After learning that Shopify would be integrated into Instagram Checkout, Monroe realized the feature’s potential in adding another monetization outlet for the Bucks.
“When I knew that that was one of their key partners, that really teed it up for us in terms of wanting to reach out and start that conversation about, ‘How do we raise our hand and become one of the first teams to do this?’” Monroe said. “Because it’s something that we really want to use to drive revenue, and knowing where we were in terms of having the reigning [two-time] MVP — Giannis Antetokounmpo — was something that we identified as being able to be a key source for us.”

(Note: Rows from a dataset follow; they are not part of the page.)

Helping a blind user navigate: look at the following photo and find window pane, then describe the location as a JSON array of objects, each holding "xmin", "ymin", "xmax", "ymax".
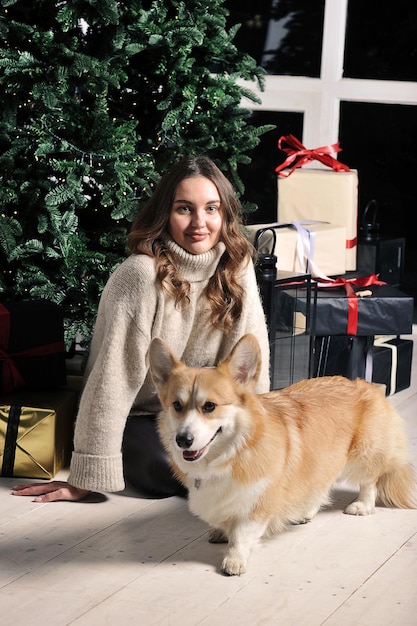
[
  {"xmin": 339, "ymin": 101, "xmax": 417, "ymax": 291},
  {"xmin": 240, "ymin": 110, "xmax": 304, "ymax": 224},
  {"xmin": 344, "ymin": 0, "xmax": 417, "ymax": 81},
  {"xmin": 225, "ymin": 0, "xmax": 325, "ymax": 77}
]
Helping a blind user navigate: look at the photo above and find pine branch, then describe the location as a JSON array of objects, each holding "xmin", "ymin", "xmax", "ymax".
[{"xmin": 0, "ymin": 0, "xmax": 273, "ymax": 346}]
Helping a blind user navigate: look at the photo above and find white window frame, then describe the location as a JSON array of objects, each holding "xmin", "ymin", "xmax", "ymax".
[{"xmin": 239, "ymin": 0, "xmax": 417, "ymax": 149}]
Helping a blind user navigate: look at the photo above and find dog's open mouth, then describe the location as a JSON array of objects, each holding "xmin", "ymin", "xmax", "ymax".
[{"xmin": 182, "ymin": 427, "xmax": 222, "ymax": 462}]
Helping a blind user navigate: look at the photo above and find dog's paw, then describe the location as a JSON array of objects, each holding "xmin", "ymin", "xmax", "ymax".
[
  {"xmin": 344, "ymin": 500, "xmax": 375, "ymax": 516},
  {"xmin": 292, "ymin": 517, "xmax": 312, "ymax": 525},
  {"xmin": 209, "ymin": 528, "xmax": 228, "ymax": 543},
  {"xmin": 221, "ymin": 554, "xmax": 247, "ymax": 576},
  {"xmin": 291, "ymin": 505, "xmax": 320, "ymax": 525}
]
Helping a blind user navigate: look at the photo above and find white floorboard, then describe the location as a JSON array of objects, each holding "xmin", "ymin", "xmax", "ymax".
[{"xmin": 1, "ymin": 328, "xmax": 416, "ymax": 626}]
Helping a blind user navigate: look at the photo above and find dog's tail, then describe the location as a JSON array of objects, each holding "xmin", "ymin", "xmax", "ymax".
[{"xmin": 377, "ymin": 463, "xmax": 417, "ymax": 509}]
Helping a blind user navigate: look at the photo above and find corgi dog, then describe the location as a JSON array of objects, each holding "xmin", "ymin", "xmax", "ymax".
[{"xmin": 148, "ymin": 333, "xmax": 417, "ymax": 576}]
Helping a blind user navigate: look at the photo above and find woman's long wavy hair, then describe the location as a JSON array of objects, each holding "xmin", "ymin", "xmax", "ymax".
[{"xmin": 127, "ymin": 156, "xmax": 254, "ymax": 332}]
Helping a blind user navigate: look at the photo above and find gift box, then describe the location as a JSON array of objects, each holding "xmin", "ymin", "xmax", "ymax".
[
  {"xmin": 246, "ymin": 221, "xmax": 346, "ymax": 277},
  {"xmin": 277, "ymin": 168, "xmax": 358, "ymax": 271},
  {"xmin": 372, "ymin": 337, "xmax": 413, "ymax": 395},
  {"xmin": 0, "ymin": 300, "xmax": 66, "ymax": 393},
  {"xmin": 313, "ymin": 335, "xmax": 374, "ymax": 380},
  {"xmin": 313, "ymin": 284, "xmax": 414, "ymax": 336},
  {"xmin": 278, "ymin": 282, "xmax": 414, "ymax": 337},
  {"xmin": 0, "ymin": 387, "xmax": 78, "ymax": 479}
]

Thus far, Monroe has been impressed with how fans have utilized Instagram Checkout on the Bucks’ page. On the heels of Antetokounmpo finishing as the NBA’s fifth-most popular jersey during the league restart, the 25-year-old was then named league MVP for a second consecutive season.
The team celebrated Antetokounmpo’s accomplishment with the launch of the 2019/2020 NBA MVP Collection, which saw 22% of transactions from the Bucks Pro Shop occur via Instagram Checkout. While Monroe does acknowledge that the average cart size is lower on Instagram Checkout than through the Bucks website, he still remains optimistic about the platform’s potential.
Already seeing 22% of transactions from their Bucks Pro Shop come through Instagram Checkout, Jurgen Castro, vice president of digital marketing at advertising and marketing agency IMRE, believes that statistic will serve as a solid foundation for the team’s frictionless user experience attempts.
“We’ve seen it time and time again across the consumer landscape and especially in sports — once you remove the friction, the momentum just builds and builds and builds and you start to see exponential growth,” Castro said.
“If you remove all of them, which the Instagram Checkout experience really does, then you’re able to really have much higher conversion rates and drive those higher rates of commerce,” Castro added. “At 22%, that’s a really, really good starting point, and I think you’re going to see that number continue to increase, especially because so much conversation on social — and within Instagram — is about sports.”
Outside of increasing their Instagram Checkout capabilities, Monroe says that the Bucks have several more fan experience-specific projects emerging this offseason.
The Bucks plan to tap into the influencer market by working with creators to have them repost and share team products on their pages. Monroe envisions a future in which users can visit a creator’s profile and come across a post of them in Bucks gear with a link for their followers to purchase it within the app. The Bucks already are slated to use Instagram Checkout for the release of their 2020-2021 City Edition jerseys.
As the Bucks continue to innovate on Instagram, Monroe says that the team is constantly looking to inform their social media followers about their latest online projects.
“We want to make sure that we’re going to go forward with messaging, because customers have seen shopping on Instagram before, but I don’t know if they’ve necessarily seen the Checkout feature,” Monroe said. “We know they haven’t seen it from a sports team, so we want to make sure that we’re educating our customers on how to do it, how to have their information in there and the easiness of the product.”